F2F-NN: A Field-to-Field Wind Speed Retrieval Method of Microwave Radiometer Data Based on Deep Learning

Remote Sens. 2022, 14(15), 3517; https://doi.org/10.3390/rs14153517
by Xinjie Shi 1,2,†, Boheng Duan 1,† and Kaijun Ren 1,2,*
Reviewer 1:
Reviewer 2:
Remote Sens. 2022, 14(15), 3517; https://doi.org/10.3390/rs14153517
Submission received: 31 May 2022 / Revised: 17 July 2022 / Accepted: 19 July 2022 / Published: 22 July 2022

Round 1

Reviewer 1 Report

Minor comments;

Line 444-445 "The F2F-NN is extremely accurate in 445 describing the regional structure" 

Line 460-464

"which can roughly describe the true Lorenzo wind field structure.  The wind field of F2F-NN (Figure 7b) is very similar to the true value (Figure 7a), the hurricane eye structure is accurate, the RMW is in perfect agreement with the true value,  and the structure of the high wind area around the hurricane is close to the true wind field. "

Please change this everywhere (bold) in this manuscript and replace it with actual numbers.

 

Major Comments:

 1- Section 2.3 Buoy Data (NDBC and TAO)

You validation data set is very small, you need to include the SFMR data for Tropical cyclone.

 

 2- Subsection  2.5.3. . Height Match of Wind Field

It is important to make sure that the time averaging of your data set is the same. Please include a subsection that convers the time averaging and height match.

 

3- Need to include the time in Fig 7 and 8, also you need to add a zoomed in version of these figures. 

 

4- Remove figures 8 c, d, and f, they do not help. Replace them with  a high resolution regional model surface wind analysis.

 

5- The whole discussion in section 4.3 needs to be redone. The conclusion is wrong. The reasoning is incorrect (e.g Fig7 and 8).

 

6- For tropical cyclones, you need to have high temporal and resolution validation data set.

 

 

 

Author Response

Please see the attachment.

Author Response File: Author Response.pdf

Reviewer 2 Report

see attached.

Comments for author File: Comments.pdf

Author Response

Please see the attachment.

Author Response File: Author Response.pdf

Round 2

Reviewer 1 Report

The authors have satisfactorily addressed most of my concerns.

Thank you.

Author Response

Please see the attachment.

Author Response File: Author Response.pdf

Reviewer 2 Report

I acknowledge the revisions the authors have made. All of them have been addressed adequately except a couple:

1. Regarding Figure 6, this figure is fine and can be kept in the paper. But I still believe that a global map of average retrieved wind, including a global map of the wind speed error (your retrieved wind - collocated model wind such as from ECMWF ) would complement the paper well. The authors have included global statistics and a case study to validate their product. A global geographical distribution of the error (for the whole test period) is what is missing.

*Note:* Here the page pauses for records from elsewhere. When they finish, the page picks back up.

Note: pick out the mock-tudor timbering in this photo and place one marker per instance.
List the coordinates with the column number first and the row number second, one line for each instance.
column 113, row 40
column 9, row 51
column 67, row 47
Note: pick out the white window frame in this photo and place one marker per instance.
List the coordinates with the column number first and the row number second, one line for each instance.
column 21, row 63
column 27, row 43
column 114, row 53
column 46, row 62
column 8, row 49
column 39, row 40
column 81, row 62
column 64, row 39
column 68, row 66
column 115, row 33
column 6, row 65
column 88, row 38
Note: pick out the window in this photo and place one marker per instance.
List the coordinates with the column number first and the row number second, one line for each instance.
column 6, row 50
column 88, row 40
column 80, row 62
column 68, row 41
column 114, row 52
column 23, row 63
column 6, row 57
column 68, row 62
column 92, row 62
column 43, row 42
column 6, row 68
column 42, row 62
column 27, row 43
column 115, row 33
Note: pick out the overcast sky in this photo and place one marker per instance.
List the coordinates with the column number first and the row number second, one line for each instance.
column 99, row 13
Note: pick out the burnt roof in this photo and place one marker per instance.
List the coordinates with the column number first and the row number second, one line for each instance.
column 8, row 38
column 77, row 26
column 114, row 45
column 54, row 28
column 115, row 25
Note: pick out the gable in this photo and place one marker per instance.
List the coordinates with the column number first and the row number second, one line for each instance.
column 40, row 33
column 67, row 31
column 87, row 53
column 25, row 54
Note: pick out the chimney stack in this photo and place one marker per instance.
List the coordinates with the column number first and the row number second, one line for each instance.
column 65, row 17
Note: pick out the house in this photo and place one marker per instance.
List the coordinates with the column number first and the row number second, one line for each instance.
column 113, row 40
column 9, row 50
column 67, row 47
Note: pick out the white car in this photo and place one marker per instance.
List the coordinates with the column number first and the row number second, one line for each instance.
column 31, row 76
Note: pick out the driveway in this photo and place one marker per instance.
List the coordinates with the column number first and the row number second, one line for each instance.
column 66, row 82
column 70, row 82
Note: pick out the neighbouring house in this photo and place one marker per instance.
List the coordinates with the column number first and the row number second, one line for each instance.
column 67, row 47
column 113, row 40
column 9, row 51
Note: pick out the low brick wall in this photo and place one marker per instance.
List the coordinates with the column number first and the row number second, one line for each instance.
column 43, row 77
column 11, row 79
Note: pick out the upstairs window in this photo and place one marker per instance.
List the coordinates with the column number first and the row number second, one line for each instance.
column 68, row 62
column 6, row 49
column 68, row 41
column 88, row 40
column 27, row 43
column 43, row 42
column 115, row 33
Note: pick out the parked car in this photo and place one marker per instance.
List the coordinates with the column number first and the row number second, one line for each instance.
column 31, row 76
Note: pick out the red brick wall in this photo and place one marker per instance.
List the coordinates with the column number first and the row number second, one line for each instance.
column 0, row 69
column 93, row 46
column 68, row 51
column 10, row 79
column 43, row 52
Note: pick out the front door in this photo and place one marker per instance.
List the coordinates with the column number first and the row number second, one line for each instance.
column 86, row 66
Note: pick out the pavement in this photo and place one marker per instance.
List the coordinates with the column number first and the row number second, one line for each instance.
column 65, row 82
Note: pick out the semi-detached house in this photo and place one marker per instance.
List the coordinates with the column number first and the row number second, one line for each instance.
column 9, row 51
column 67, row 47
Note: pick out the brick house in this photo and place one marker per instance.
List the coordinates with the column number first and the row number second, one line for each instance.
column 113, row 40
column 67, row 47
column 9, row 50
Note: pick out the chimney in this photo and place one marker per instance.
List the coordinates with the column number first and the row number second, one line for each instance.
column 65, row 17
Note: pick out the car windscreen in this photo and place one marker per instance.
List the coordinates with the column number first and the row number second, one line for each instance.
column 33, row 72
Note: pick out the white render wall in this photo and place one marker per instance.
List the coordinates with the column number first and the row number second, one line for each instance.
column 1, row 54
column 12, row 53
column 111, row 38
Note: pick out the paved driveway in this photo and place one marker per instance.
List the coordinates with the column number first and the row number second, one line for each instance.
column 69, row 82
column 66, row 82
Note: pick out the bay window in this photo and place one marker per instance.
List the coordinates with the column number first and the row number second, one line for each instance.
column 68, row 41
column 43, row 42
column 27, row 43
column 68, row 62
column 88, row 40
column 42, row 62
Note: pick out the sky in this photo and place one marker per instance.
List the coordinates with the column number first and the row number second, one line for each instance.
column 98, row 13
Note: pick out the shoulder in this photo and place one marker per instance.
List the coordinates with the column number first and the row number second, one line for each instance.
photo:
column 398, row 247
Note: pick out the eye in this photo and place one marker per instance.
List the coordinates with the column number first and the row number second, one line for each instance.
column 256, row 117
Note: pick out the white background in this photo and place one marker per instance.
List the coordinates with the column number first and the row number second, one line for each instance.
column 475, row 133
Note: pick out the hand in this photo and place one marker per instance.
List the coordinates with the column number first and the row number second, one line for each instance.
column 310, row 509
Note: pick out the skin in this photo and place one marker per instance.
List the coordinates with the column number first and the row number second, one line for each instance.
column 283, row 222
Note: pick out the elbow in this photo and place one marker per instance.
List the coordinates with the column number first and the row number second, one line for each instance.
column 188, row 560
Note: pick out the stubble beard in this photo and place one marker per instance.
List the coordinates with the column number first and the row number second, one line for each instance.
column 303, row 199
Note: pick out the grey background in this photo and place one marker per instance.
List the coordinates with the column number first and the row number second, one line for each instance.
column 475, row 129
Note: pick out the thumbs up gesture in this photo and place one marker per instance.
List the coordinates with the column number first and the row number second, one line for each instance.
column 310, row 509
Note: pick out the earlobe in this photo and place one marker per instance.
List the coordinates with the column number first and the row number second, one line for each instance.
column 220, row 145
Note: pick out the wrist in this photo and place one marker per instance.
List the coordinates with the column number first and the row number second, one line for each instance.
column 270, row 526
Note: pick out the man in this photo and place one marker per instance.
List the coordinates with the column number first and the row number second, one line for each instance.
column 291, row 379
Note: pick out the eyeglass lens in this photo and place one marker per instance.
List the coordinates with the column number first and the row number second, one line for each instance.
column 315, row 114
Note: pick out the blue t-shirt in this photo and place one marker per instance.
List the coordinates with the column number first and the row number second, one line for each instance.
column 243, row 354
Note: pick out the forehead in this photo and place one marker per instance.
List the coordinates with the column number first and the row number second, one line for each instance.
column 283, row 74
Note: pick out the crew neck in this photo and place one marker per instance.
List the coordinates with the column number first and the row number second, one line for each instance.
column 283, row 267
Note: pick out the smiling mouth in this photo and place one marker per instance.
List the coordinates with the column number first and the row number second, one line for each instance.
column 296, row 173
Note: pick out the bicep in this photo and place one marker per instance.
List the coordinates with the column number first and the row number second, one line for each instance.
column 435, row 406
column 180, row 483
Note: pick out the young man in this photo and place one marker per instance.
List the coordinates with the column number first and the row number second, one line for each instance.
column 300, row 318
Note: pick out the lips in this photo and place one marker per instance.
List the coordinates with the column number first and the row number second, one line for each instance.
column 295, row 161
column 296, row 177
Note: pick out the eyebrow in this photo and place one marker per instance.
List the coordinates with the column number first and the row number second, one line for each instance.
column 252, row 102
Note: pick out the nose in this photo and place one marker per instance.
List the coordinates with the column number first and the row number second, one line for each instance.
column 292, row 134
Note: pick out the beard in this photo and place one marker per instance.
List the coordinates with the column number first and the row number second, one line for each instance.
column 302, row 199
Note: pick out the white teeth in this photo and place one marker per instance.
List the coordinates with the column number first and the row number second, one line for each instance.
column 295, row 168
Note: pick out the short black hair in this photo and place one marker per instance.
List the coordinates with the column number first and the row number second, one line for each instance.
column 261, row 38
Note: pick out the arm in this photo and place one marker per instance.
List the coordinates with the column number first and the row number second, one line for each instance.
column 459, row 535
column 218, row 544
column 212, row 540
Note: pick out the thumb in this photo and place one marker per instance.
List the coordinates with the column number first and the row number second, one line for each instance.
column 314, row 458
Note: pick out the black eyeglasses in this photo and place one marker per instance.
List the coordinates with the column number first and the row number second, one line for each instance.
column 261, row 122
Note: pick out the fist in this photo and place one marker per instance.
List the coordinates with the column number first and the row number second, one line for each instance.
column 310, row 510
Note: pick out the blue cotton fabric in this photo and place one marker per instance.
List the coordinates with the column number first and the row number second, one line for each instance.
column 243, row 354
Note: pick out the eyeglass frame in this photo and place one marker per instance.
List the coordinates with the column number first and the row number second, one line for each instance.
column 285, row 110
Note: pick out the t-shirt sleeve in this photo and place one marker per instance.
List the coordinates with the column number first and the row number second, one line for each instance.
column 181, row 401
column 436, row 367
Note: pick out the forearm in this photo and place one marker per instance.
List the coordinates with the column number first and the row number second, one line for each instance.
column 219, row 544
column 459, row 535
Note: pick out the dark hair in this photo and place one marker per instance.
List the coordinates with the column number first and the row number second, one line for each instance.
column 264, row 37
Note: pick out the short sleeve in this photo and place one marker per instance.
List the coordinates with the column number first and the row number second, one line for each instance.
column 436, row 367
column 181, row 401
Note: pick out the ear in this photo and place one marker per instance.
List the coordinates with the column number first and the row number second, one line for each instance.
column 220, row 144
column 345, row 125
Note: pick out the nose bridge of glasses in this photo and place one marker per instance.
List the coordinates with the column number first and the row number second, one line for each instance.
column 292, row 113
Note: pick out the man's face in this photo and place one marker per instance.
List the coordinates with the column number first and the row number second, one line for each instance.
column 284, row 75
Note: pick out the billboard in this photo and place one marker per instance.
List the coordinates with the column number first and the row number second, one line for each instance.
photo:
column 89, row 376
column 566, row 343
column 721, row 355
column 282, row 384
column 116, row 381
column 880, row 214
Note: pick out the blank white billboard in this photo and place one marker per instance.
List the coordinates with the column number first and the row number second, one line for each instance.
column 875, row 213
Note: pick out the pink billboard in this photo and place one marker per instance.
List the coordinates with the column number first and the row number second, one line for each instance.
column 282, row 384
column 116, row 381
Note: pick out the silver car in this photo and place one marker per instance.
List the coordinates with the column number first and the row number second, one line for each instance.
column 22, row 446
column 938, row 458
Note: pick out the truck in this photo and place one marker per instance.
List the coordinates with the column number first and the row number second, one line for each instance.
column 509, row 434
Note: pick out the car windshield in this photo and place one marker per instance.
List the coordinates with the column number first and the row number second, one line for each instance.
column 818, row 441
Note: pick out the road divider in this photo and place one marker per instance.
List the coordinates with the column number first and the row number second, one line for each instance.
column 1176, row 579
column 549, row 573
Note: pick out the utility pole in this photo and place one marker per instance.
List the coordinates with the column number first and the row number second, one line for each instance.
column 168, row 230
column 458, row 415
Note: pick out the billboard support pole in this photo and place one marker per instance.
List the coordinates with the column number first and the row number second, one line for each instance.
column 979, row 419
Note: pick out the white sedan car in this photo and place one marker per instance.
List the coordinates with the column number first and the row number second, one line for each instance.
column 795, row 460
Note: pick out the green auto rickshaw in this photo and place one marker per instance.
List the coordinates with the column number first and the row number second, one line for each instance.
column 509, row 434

2. You did address comment 2 in the text. It is noted. However, I think you should include more explicit information about the actual computational cost. For example. how long does it actually take to process a whole day, or a full orbit from fy-3d data? That's not really clear to me.

Once these two comments are addressed, I believe the paper can be published.

Author Response

Please see the attachment.

Author Response File: Author Response.pdf

This manuscript is a resubmission of an earlier submission. The following is a list of the peer review reports and author responses from that submission.


Round 1

Reviewer 1 Report

 

The discussion of the training of the neural network is adequate, and I have no significant issues except that the English grammar (throughout the paper) is not particularly good.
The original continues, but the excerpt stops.